Indications for use:

Prevention of severe lower respiratory tract infection in children below 2 years of age

Status:

Preclinical trials in vivo

The agent is a humanized monoclonal antibody IgG1K interacting with epitope A of fusion protein (protein F) antigen of respiratory syncytial virus (RSV). It has prominent neutralizing and inhibitory activity against А and В subtypes of fusion proteins of RSV strains.

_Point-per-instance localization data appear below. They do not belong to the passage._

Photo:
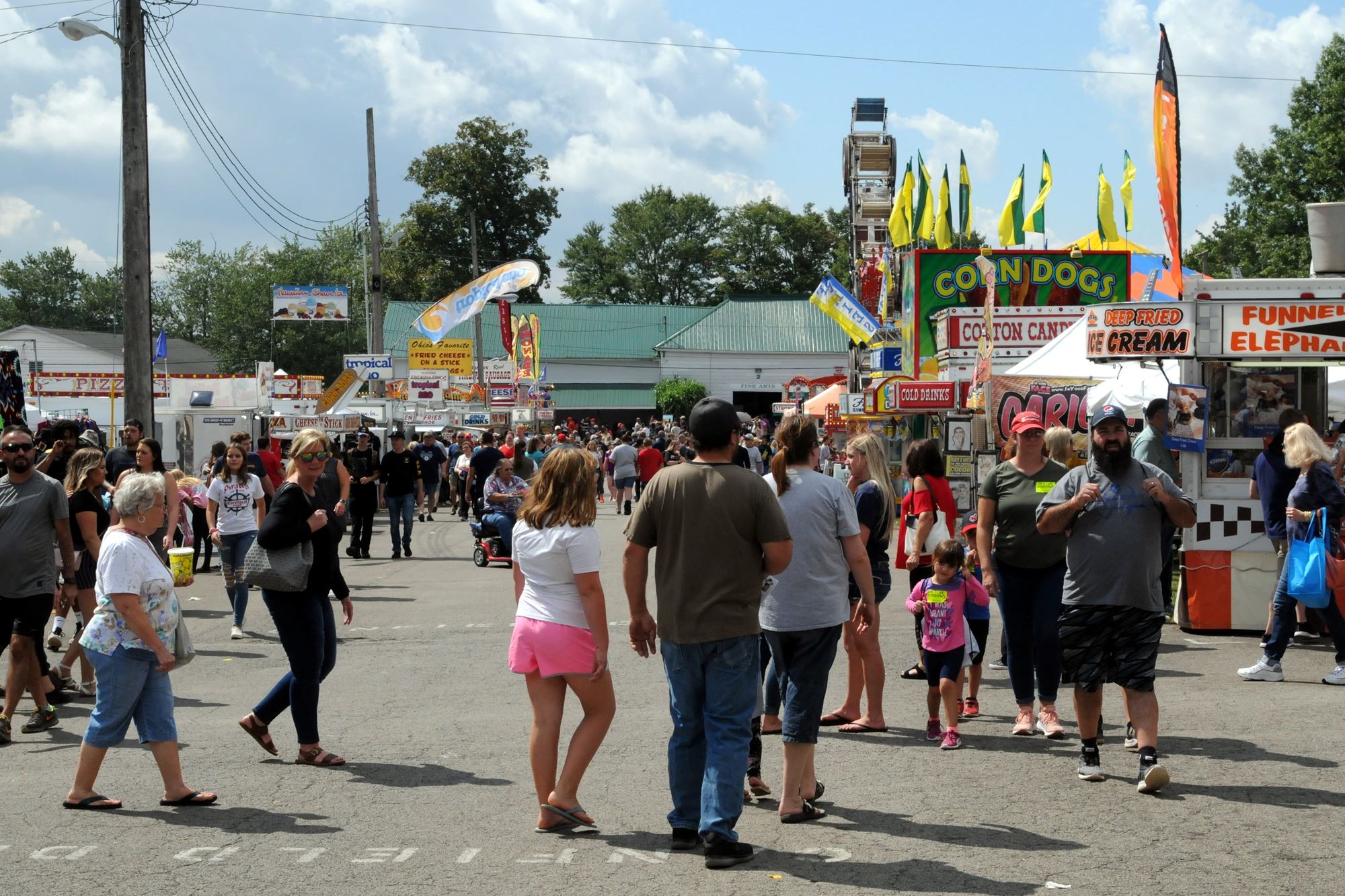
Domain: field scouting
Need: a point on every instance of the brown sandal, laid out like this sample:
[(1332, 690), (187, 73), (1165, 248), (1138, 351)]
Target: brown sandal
[(311, 758), (254, 727)]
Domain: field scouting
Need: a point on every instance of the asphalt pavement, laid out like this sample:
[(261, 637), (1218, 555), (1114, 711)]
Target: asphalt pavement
[(438, 794)]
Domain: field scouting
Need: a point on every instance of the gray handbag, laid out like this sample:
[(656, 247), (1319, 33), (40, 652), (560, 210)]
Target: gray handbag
[(278, 569)]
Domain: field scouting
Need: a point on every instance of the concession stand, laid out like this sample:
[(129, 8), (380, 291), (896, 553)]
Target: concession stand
[(1247, 349)]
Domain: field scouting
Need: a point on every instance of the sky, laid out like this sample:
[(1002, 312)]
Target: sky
[(289, 95)]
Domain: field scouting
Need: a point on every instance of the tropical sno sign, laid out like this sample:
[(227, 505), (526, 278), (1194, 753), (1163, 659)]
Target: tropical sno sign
[(933, 280)]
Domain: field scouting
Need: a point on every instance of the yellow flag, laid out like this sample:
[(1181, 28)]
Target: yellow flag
[(1106, 212), (899, 224), (925, 228), (944, 218), (1011, 220), (1128, 192)]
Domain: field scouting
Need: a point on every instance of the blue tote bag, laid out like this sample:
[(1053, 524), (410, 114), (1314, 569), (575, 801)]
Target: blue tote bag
[(1308, 565)]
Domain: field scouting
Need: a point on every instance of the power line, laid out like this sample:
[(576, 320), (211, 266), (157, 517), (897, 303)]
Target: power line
[(722, 49)]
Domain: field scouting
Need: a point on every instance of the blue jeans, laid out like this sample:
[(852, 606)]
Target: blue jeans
[(233, 549), (401, 512), (712, 697), (505, 526), (307, 630), (130, 688), (1282, 628), (1030, 604)]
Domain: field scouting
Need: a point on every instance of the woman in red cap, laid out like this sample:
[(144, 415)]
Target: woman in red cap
[(1026, 571)]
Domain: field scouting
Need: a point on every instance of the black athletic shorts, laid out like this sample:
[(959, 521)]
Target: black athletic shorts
[(1110, 645)]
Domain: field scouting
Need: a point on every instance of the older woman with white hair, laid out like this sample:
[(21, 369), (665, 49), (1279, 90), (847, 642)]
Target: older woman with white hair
[(1315, 491), (305, 618), (130, 641)]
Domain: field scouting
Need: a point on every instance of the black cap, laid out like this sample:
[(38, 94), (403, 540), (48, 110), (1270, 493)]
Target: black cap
[(714, 421)]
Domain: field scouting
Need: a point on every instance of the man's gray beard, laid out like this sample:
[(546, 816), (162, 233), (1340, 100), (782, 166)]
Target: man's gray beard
[(1109, 464)]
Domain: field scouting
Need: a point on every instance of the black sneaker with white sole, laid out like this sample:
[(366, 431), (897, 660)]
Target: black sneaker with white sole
[(726, 853), (1090, 764)]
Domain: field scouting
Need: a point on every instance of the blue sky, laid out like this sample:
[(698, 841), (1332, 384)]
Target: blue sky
[(290, 96)]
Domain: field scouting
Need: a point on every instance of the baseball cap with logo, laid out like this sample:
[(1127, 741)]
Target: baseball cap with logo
[(1108, 412)]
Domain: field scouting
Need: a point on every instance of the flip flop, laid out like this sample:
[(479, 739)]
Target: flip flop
[(832, 719), (857, 728), (810, 813), (88, 802), (190, 799), (571, 815)]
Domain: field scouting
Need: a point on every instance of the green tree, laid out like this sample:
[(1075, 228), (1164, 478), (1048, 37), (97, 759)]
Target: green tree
[(1265, 228), (488, 170), (679, 396)]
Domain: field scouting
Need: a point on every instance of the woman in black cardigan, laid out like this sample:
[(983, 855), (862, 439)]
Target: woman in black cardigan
[(303, 618)]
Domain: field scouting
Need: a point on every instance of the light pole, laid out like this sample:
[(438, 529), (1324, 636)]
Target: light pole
[(139, 385)]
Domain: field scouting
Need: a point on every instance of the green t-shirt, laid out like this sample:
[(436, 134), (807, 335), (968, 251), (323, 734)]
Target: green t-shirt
[(1016, 540)]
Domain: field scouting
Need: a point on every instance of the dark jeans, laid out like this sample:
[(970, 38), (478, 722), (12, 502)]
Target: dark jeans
[(1282, 628), (307, 630), (712, 696), (802, 662), (364, 506), (1030, 604)]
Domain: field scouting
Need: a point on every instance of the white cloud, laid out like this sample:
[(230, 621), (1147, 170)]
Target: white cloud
[(15, 213), (1211, 37), (81, 119), (948, 138)]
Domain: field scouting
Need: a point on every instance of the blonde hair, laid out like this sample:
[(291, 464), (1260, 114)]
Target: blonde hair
[(1061, 444), (83, 463), (303, 442), (564, 491), (875, 451), (1304, 447)]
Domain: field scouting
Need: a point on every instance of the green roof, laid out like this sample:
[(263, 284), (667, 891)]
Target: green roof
[(761, 325), (594, 396), (567, 330)]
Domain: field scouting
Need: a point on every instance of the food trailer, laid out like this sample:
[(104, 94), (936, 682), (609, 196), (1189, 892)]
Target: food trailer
[(1247, 349)]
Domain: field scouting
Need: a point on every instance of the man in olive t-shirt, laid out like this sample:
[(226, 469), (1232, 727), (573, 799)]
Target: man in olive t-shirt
[(719, 530)]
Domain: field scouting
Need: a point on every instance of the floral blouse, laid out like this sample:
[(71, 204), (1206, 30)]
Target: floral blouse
[(130, 565)]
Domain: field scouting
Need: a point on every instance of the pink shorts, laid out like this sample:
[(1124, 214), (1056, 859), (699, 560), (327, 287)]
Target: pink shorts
[(551, 649)]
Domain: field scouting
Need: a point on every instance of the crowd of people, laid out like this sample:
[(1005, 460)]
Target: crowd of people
[(804, 563)]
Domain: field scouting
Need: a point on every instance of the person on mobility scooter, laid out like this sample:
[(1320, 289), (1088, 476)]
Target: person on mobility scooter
[(504, 494)]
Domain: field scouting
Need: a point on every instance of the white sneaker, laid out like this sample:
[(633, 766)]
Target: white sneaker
[(1265, 670)]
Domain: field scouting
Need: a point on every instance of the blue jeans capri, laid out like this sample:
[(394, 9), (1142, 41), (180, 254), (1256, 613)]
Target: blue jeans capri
[(130, 688)]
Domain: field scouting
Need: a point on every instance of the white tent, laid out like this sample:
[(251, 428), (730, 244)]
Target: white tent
[(1130, 384)]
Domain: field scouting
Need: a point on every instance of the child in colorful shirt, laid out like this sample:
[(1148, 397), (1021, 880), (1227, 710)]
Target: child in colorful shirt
[(941, 599)]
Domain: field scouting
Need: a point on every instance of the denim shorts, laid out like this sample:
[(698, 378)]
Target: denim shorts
[(130, 688), (802, 663)]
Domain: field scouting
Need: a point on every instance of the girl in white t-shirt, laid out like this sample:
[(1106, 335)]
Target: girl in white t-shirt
[(235, 509), (560, 631)]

It is applied as a preventive treatment against respiratory syncytial virus (RSV)-induced severe lower respiratory tract infection in children with high risk of RSV infection, which are as follows: children below 6 months of age, born before 35 weeks of gestation; children below 2 years of age in need of treatment for bronchopulmonary dysplasia within last 6 months; children below 2 years of age with hemodynamically relevant congenital heart defects. 

Respiratory syncytial virus is a major cause of lower respiratory tract infections in newborns and children. There is no vaccine against the virus. 

Respiratory syncytial virus is related to ubiquitous infections. RSV-induced infection is the most frequent hospital admission reasons for nursing infants in developed countries. Such hospital admission rate ranges from 90,000 to 150,000 in the USA annually. Incidence peaks at the first 2 years of life. About 50% of children acquire respiratory syncytial virus at their 1st year of life and about 25% — at the 2nd. Repeated infection might develop at any age and sometimes it is seen the same winter. Annual repeated infection risk in school-children is 20%. 
In nursing infants RSV-induced infection is a cause of 11 to 15% of out-patient visits. About 10% of these children require in-patient care and more than 80% of severe infections are seen at the age of 1 to 6 months. Severe infection risk is elevated in children with cardiac and respiratory disorders, especially with bronchopulmonary dysplasia and congenital heart defects. 

Preterm neonates and children with suppressed immune protection also develop severe lower respiratory tract disorders. Prominent cell immunity impairment might result in infection persistence and progression. At early postnatal period viral infection is rare, however, nosocomial infection outbreaks in neonatal care units have been described.